Les vocables radicalisme et radicalisation, ainsi que le néologisme “déradicalisation”, renvoient aujourd’hui presque univoquement aux discours extrémistes et aux pratiques violentes d’une frange de l’islam. Ils ont une forte connotation péjorative et désignent en quelque sorte le “mal radical” de l’époque. Ce n’est pourtant pas leur seule signification.

Fidèles à notre démarche critique et soucieux de souligner la complexité des phénomènes, nous vous proposons, avec ce dossier de Bruxelles Laïque Échos, de réfléchir aux multiples sens et usages de ces termes.

Le fait de se radicaliser et de vouloir être radical ne concernent pas que les combattants du djihad. On trouve des formes de radicalisation ou des postures radicales chez les militants d’extrême gauche et d’extrême droite, dans des mouvements de défense de la nature ou des animaux, dans certaines pratiques spirituelles et dans les groupes catholiques d’opposition à l’avortement, au sein du féminisme contemporain ou chez les adeptes de certaines pratiques sexuelles…

Notons aussi que, historiquement, des idées considérées jadis comme radicales sont devenues, aujourd’hui, monnaie courante ou la moindre des choses à nos yeux.

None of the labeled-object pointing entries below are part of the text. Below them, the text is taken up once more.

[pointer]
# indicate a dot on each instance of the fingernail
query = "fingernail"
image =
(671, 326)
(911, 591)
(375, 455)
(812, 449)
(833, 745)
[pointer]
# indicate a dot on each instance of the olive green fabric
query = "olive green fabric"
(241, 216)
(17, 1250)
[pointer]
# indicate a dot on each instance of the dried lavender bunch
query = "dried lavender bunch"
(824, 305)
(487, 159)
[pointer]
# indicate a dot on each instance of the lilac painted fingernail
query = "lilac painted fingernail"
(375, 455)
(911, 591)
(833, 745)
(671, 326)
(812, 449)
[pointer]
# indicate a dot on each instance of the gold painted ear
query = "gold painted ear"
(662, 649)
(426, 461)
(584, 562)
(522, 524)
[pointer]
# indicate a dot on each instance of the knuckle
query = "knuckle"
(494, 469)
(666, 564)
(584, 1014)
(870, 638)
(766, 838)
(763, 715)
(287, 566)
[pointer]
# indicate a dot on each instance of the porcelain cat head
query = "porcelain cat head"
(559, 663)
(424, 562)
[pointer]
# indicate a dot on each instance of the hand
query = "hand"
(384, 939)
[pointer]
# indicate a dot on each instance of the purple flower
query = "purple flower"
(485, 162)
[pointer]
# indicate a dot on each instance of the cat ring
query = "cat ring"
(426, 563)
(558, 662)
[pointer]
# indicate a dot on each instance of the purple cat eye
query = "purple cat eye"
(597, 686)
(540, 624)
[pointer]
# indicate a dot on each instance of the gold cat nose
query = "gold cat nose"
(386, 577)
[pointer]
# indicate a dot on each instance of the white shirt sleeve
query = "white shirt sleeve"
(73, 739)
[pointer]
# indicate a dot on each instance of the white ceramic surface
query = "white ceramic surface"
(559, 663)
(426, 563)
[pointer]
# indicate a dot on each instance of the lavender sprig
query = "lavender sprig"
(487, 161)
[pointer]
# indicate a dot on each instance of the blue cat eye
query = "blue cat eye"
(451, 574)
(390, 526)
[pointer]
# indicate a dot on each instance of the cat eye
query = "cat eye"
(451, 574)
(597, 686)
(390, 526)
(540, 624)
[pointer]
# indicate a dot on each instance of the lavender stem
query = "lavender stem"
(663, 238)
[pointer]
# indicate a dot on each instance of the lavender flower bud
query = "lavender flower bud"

Au XIXe siècle, le radicalisme en politique était associé, en Angleterre, aux partisans d’une réforme économique radicale inspirée de la doctrine libérale de Bentham et Mill et, en France, à l’anticléricalisme puis aux réformistes attachés à la démocratie, la laïcité et l’enseignement public.

Ces mots demeurent souvent péjoratifs, utilisés par les adversaires d’un courant de pensée pour le disqualifier ou dénoncer ses dérives excessives. Mais ils peuvent aussi être revendiqués fièrement par les tenants de l’intransigeance et du refus des concessions. On observe même dans certaines mouvances une course à qui sera le plus radical.

Si l’on élargit quelque peu le champ sémantique, on découvre ou se rappelle que l’adjectif et le substantif “radical” sont aussi utilisés en philosophie, en mathématiques, en linguistique, en botanique et en chimie. Leur signification n’a là rien de dépréciatif. Elle caractérise soit ce qui concerne le principe premier, fondamental, les éléments constitutifs d’un phénomène, soit ce qui va jusqu’au bout de chacune des conséquences impliquées par un choix.

Enfin, d’aucun estiment que le terme “radicalisme” n’est pas adéquat pour désigner l’extrémisme islamiste. Selon Gilles Kepel, fondre le djihadisme dans le radicalisme dont il ne serait qu’une déclinaison parmi d’autres amène à nier ses spécificités et donc à ne pas y apporter les réponses opportunes. Dans une toute autre optique, Fabienne Brion estime également le terme trop large ou trop vague et préfère parler  d’extrémisme violent.

À travers ces réflexions et déclinaisons autour du radicalisme, Bruxelles Laïque continue à interroger et confronter les événements qui dominent l’actualité sociopolitique des mois passés et à venir : d’une part, les attentats et les réponses à y apporter, d’autre part, le durcissement des politiques d’austérité et des mouvements sociaux qui y répondent.

Nous aurons encore l’occasion d’y revenir dans notre prochain numéro qui décryptera les états d’urgences. D’ici là, je vous souhaite un bel été et d’enrichissantes lectures.